Les entreprises pourraient être séduites par ces incitations
financières dans la mesure où de toute façon elles peuvent
considérer qu'elles seront confrontées à terme à la
baisse de la durée légale.
Dans ces conditions, entrer dans le dispositif pourrait éventuellement
être considéré comme un moindre mal.
Ce dispositif est
donc éminemment pervers puisqu'il pourrait amener une entreprise
à adopter un comportement qu'elle réprouve pour parer à
une menace encore plus grande, entre deux mots il faut choisir le moindre.

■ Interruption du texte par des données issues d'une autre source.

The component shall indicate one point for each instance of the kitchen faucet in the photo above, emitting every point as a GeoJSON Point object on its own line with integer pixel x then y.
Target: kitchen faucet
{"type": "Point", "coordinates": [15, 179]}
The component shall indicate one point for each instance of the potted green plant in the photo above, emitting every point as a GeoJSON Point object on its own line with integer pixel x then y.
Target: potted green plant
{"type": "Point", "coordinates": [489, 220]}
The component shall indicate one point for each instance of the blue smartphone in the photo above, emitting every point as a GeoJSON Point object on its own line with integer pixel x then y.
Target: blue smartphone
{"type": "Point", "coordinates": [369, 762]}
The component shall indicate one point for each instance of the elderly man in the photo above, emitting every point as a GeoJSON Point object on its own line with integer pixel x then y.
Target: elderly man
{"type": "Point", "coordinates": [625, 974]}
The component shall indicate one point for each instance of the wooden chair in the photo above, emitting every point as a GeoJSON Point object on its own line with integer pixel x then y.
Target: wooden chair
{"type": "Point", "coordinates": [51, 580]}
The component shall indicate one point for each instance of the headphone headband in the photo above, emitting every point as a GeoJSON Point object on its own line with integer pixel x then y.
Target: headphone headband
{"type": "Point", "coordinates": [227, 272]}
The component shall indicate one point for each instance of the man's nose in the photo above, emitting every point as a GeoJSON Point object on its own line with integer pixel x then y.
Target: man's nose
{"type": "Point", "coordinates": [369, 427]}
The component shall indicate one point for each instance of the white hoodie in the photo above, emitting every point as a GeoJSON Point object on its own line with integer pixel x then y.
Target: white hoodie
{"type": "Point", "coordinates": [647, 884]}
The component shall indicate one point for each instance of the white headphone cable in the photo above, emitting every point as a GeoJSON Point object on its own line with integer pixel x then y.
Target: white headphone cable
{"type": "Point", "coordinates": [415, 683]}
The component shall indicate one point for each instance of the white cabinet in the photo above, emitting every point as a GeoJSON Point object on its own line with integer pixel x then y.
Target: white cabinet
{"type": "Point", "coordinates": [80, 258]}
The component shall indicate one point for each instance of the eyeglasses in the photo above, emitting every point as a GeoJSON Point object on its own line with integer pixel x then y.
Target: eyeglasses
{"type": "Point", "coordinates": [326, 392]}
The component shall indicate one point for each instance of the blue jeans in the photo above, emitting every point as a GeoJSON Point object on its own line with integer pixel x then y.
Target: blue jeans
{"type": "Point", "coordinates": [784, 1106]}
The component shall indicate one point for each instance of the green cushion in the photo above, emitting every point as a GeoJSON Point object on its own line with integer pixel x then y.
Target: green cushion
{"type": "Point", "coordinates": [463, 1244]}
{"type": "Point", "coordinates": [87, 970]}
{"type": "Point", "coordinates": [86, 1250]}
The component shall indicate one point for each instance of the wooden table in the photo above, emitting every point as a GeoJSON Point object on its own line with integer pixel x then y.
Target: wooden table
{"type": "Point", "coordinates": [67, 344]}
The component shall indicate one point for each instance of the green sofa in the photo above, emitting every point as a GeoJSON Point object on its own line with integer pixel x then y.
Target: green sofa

Toutefois, ce dispositif est fragile
car il est fondé sur une
dynamique. Pour peu que les entreprises temporisent jusqu'au second texte,
l'application de l'abaissement de la durée légale deviendrait
probablement impossible ; les entreprises ne pourront en aucun cas passer
du jour au lendemain de 39 à 35 heures et le Gouvernement devrait,
selon toute vraisemblance, renoncer.